25. The affidavit of the debtor in this connection alleged that all this negligence was committed by the member of the firm who was handling the case but I learn from this solicitor's affidavit in response that in fact the litigation was conducted by counsel whom he described as, and the debtor did not deny was, "experienced and competent". Whilst some of the allegations made by the debtor might have some particular significance in relation to an instructing solicitor, most of them relate to the conduct in and in relation to court of the case by the barrister.

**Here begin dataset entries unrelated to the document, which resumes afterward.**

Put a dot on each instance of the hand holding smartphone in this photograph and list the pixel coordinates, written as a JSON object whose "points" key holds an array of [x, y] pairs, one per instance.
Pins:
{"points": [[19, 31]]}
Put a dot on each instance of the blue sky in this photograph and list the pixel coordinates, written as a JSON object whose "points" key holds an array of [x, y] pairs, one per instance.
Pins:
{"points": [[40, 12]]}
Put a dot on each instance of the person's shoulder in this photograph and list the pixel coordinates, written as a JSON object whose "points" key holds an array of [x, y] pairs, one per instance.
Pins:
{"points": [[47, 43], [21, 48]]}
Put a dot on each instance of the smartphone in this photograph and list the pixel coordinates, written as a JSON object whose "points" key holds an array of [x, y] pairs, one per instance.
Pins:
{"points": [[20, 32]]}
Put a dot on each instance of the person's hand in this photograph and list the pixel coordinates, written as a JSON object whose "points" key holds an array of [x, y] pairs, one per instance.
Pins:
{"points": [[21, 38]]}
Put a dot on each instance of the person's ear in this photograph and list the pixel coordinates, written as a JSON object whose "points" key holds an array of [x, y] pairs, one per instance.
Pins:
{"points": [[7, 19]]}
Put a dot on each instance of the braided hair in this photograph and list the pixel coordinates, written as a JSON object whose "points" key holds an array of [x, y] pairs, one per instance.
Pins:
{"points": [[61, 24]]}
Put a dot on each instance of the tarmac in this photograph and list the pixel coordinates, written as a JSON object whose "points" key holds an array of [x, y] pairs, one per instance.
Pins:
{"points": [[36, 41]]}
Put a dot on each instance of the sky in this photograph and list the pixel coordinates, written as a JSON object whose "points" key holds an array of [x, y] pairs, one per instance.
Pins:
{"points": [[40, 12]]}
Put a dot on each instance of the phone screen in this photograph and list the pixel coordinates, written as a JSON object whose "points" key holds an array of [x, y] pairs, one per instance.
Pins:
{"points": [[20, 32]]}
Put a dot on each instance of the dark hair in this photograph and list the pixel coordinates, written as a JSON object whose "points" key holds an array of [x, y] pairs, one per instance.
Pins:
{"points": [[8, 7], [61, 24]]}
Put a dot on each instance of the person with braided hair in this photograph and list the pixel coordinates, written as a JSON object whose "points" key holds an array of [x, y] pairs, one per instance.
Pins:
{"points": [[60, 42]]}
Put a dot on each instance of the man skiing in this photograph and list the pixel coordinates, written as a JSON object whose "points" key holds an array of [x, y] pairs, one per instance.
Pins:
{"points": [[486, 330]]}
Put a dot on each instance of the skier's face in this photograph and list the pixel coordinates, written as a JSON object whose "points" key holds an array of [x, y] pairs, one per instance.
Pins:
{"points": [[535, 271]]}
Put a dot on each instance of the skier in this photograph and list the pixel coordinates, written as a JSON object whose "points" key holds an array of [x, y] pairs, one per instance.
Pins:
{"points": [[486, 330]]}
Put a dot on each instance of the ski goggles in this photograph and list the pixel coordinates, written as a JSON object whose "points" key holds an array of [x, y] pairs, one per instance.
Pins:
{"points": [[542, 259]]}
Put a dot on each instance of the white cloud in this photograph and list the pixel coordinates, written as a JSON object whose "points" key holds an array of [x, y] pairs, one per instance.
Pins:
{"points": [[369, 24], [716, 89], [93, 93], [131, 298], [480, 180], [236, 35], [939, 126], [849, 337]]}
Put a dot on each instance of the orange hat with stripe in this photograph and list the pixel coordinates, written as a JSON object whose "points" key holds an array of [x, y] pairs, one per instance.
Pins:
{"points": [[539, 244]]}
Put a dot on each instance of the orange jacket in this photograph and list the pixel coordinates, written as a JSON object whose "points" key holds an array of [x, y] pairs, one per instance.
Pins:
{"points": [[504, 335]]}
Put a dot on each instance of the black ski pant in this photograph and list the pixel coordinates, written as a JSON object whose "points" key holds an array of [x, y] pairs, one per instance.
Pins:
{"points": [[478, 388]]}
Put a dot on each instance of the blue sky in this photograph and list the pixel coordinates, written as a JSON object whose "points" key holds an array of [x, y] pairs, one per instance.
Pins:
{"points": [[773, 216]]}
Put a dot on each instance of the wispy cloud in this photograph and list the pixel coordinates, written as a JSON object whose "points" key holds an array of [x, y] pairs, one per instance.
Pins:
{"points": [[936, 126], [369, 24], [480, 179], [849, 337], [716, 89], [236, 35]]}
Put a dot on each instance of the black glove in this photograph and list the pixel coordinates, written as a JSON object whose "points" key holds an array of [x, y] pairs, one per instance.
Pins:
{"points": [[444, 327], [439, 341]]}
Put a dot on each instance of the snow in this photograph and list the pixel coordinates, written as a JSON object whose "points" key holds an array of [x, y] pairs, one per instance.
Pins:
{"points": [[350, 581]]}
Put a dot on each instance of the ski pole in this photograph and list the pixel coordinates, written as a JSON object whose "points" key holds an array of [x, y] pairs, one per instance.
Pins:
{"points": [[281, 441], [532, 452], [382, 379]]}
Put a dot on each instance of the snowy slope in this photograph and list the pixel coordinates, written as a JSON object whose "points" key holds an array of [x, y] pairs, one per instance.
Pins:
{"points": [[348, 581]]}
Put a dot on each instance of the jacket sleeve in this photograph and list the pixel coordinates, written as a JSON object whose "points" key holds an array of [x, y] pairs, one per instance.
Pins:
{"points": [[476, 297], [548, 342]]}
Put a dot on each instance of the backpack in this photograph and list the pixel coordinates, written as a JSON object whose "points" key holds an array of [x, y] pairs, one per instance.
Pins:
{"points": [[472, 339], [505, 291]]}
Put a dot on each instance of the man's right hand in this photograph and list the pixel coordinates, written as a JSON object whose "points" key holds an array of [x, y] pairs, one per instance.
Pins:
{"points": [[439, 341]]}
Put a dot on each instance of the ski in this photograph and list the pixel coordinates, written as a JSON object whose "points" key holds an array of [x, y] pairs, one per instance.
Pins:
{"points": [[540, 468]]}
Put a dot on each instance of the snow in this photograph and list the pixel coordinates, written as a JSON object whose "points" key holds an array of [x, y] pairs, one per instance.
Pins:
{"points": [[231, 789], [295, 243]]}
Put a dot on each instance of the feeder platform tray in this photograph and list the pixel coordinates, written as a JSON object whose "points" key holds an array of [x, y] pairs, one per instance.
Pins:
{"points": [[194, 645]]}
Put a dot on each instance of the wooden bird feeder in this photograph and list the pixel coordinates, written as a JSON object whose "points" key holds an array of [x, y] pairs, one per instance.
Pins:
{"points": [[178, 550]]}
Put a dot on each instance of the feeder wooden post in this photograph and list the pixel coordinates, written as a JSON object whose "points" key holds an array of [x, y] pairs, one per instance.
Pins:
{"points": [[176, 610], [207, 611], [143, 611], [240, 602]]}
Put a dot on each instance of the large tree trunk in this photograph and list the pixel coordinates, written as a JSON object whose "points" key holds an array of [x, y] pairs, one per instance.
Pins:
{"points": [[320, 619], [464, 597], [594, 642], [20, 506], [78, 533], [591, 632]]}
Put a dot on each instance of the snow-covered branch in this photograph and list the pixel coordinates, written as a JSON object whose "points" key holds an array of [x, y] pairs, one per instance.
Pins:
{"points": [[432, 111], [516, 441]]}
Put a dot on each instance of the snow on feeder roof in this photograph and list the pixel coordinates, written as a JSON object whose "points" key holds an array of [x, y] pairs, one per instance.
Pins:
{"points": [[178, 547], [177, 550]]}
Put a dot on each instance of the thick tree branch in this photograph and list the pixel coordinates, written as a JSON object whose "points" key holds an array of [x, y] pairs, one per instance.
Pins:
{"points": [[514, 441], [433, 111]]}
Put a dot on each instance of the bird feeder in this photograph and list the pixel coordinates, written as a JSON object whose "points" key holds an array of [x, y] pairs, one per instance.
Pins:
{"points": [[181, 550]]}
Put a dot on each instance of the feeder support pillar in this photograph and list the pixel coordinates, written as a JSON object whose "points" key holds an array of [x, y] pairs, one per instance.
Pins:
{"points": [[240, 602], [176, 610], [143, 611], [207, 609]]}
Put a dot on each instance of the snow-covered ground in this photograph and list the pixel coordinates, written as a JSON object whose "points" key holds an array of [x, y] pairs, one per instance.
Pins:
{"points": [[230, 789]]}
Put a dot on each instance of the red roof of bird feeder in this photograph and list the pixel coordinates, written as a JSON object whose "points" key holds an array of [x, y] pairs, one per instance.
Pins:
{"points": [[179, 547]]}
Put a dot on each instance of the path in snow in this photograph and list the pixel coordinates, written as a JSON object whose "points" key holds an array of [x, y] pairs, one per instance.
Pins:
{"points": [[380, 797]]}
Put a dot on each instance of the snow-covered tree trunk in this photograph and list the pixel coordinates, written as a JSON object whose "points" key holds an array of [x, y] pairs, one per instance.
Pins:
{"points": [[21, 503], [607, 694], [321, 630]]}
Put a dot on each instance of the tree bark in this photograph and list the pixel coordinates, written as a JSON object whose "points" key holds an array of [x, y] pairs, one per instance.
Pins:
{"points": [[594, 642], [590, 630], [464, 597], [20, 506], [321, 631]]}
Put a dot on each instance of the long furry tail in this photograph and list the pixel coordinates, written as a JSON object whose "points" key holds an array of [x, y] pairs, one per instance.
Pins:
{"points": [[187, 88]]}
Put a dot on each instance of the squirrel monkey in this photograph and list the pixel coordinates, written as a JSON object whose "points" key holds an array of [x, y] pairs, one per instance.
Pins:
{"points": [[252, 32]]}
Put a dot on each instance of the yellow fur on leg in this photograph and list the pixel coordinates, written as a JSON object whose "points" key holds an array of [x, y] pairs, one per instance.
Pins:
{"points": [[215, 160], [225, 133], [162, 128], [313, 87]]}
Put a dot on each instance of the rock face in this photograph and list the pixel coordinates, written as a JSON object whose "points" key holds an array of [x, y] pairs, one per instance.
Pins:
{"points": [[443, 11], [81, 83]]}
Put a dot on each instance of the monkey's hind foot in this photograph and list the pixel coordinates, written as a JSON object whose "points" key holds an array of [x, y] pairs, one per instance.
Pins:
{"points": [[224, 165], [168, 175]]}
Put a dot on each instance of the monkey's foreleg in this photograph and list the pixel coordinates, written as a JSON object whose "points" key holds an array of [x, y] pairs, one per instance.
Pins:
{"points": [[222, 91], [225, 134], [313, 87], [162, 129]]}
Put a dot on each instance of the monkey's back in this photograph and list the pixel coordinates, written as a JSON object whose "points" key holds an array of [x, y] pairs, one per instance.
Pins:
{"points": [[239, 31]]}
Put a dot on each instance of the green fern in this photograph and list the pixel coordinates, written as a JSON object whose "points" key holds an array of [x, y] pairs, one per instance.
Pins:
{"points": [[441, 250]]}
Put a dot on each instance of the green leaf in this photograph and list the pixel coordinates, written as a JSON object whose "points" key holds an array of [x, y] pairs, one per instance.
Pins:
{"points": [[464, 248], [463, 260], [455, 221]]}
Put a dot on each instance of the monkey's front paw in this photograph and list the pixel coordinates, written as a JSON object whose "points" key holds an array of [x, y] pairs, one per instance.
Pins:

26. In Re Abrahamson ex parte Crisp and Gunn Limited (1978) 22 ALR 749, Neasey J in the Supreme Court of Tasmania held that it is for the creditor to prove that the debtor has failed to satisfy the Court that he has a set off or counter claim. With respect, I am not sure that this is absolutely correct. What presumably is required is that the debtor show that he has such a counter claim, etc. as justifies the non-payment of the debt. To be satisfied that such a claim exists, it seems to me that the Court should not be required to determine the validity of the claim. What must be demonstrated is that the debtor has a genuine, real and bona fide claim which he ought to be allowed to litigate before bankruptcy proceedings continue: Slaminka v Varshavsky, Morling J unreported 18 April 1985 and Re Laybutt ex parte Robinson and Robinson, Beaumont J unreported 26 June 1985. Several other cases are mentioned in McDonald, Henry and Meek's Bankruptcy Practice. These cases in sum establish that in order to succeed in defeating a bankruptcy notice on the basis that he has a counter claim, a debtor must at least establish by evidence a legal basis for the claim, the facts relied upon and the reasons why the counter claim could not have been set up previously. It must, if ultimately established, result in an order for the payment of a sum of money by the creditor to the debtor (or possibly the immediate delivery of a specific chattel of ascertainable value): James v Abrahams [1981] FCA 46; (1981) 34 ALR 657 per Deane and Lockhart JJ at 664, and must be capable of being enforced or quantified at the time of the attack on the bankruptcy notice: Re GEB a Debtor (1903) 2 KB 340.

27. It is true, as the debtor alleges, that the solicitor concerned has made no effective answer in his affidavit to the allegations of negligence but the debtor's allegations are themselves very general and vague. Even if established, they would not lead to a conclusion that the solicitor owes the debtor any money or even that the negligence led to a result which could and would have been avoided.

28. The question of professional negligence by lawyers in the conduct of court proceedings has been the subject of much consideration in recent years in the cases, of which Giannarelli and Ors v Wraith and Ors (1988) 165 CLR 543 is the most recent definitive pronouncement by the High Court. That case essentially deals with the actions and inactions of advocates in and in connection with court proceedings and does not deal with the activities of instructing solicitors, but I am quite unable to see how the debtor's allegations of negligence here could overcome the strong views of the High Court in that case on the matter, both because of the principles and philosophies which dictated the decision, as well as the particular facts upon which the decision was based. The decision on this counter claim would have to be made on similar principles if it went to trial.

29. For those reasons, I am of the opinion that, whilst the claim of negligence could not have been set up earlier in any proceeding defined by section 40(1)(g) of the Bankruptcy Act, the debtor is unable to satisfy the court that he has a counter claim, set off or cross demand at all, let alone one which is equal to or exceeds the amount contained in the certificate of the Deputy Registrar of the Family Court. Thus if I am wrong in my conclusion that that certificate does not represent a "final judgment or final order" and that the amount referred to in the certificate is in fact a "sum payable under (a) final order", in my opinion the bankruptcy notice is able to proceed as a basis for the recovery of that sum.